After the War dispensation was made to the Japanese to deface the Royal Chrysanthemum as this was the Emperors Imperial sign. As a consequence of this most Arisakas are found with defaced or ground Chrysanthemums This rifle was originally issued with “aircraft wings” on the rear sight to shoot the rifle at aircraft but these were often removed as being totally impracticable although this rifle still retains the aircraft wings which were calibrated 1 3 to represent the speed of an aircraft up to 300 kmh. The rifle has a good shooting bore which is chrome lined as are all the earlier rifles
The rifle stock was made in 2 pieces and on most of the later type 99’s and 38’s unseasoned wood was used but this rifle was made at the height of the Japanese military might and workmanship and materials were excellent so there is no huge separation crack to be seen on the butt. The stock is generally in decent shape as can be seen from the photographs but there are the usual handling marks.

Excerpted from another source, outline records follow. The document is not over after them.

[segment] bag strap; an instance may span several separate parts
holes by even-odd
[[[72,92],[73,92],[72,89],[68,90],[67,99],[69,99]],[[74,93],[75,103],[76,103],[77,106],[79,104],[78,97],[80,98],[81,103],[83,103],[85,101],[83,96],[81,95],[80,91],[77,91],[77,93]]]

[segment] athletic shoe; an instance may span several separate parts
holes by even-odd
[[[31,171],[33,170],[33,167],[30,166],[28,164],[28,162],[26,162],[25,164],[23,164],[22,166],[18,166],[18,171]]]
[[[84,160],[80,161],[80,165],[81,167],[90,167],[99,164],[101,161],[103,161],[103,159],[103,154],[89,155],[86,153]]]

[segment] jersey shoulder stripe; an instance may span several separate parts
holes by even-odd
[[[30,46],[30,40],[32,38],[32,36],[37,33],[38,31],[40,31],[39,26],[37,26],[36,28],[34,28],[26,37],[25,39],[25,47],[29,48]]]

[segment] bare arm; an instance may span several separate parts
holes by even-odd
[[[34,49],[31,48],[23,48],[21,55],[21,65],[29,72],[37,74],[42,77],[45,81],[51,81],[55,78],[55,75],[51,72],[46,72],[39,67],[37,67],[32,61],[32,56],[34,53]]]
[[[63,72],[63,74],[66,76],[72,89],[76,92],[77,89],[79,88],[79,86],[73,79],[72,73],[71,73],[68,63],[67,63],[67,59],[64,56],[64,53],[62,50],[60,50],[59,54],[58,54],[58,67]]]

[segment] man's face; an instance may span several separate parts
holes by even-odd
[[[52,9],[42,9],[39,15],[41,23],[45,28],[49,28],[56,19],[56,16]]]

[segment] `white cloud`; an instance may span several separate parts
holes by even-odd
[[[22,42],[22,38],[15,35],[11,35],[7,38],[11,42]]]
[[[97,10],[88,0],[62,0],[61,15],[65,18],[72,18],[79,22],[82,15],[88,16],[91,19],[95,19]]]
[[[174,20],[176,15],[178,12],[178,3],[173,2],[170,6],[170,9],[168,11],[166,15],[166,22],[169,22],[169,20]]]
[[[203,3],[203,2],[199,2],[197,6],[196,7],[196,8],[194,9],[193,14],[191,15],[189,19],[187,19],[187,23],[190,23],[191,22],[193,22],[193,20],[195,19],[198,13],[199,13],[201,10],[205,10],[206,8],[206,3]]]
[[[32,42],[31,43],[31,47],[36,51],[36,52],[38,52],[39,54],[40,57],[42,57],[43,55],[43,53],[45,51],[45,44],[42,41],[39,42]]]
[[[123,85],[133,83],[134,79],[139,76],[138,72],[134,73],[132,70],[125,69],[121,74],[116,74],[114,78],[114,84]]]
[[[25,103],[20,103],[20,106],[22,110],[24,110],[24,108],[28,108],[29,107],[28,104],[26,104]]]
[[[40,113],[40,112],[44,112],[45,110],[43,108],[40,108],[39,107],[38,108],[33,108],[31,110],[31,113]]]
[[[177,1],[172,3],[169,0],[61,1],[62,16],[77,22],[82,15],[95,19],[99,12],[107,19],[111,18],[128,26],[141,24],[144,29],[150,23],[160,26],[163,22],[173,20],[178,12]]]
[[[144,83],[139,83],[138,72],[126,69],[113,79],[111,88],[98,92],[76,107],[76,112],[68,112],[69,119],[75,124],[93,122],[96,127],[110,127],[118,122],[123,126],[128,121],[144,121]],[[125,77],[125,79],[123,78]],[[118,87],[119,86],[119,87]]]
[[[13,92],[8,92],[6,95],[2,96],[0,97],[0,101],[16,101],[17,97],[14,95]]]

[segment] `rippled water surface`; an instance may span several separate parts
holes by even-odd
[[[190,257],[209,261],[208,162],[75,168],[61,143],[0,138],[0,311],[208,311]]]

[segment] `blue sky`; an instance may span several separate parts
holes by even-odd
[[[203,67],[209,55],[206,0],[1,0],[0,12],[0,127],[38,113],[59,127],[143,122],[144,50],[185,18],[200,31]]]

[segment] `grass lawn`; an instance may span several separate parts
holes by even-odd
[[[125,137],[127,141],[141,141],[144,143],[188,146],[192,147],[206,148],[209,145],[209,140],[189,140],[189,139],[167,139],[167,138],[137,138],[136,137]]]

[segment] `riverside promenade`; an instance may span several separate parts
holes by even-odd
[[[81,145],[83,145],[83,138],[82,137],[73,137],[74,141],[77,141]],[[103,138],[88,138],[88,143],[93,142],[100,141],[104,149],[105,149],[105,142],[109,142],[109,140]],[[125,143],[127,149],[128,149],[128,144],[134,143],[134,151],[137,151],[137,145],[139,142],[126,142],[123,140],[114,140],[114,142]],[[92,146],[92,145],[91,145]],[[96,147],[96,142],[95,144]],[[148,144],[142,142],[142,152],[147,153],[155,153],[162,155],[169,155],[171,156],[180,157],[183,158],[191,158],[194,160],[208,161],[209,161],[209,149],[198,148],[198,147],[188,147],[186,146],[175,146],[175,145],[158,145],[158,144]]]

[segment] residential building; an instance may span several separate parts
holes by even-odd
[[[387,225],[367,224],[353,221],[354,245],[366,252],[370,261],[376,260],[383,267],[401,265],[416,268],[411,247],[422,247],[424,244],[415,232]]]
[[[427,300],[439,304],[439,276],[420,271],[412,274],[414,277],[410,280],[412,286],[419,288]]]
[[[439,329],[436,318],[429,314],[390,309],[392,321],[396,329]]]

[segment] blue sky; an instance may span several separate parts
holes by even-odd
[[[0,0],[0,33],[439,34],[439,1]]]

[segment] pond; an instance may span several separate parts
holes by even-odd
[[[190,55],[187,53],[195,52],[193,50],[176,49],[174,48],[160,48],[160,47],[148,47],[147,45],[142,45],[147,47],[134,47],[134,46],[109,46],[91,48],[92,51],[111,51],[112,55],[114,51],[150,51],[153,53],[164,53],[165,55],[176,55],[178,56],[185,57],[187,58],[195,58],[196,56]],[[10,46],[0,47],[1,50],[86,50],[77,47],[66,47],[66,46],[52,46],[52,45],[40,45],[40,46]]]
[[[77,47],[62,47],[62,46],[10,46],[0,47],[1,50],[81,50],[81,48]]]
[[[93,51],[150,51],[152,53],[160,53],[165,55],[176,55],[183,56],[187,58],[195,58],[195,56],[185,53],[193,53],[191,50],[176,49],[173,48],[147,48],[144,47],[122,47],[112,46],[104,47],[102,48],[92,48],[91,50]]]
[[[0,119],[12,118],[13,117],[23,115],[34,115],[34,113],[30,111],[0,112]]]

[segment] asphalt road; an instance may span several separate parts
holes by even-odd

Decent Arisakas are becoming difficult to source as there is now an insatiable demand in the USA to collect and shoot them and several excellent books published in recent years have increased interest in them. All Arisakas are well made including the erroneously named last ditch rifles that were made without many of the earlier refinements and this one is a good example and still maintains the bolt cover which was usually throw away as it was too noisy especially as the japanese used to like creeping up on there enemy.it also has the original cleaning rod which again usually got lost.
overall this is a decent arisaka and has also been reproofed so safe to shoot.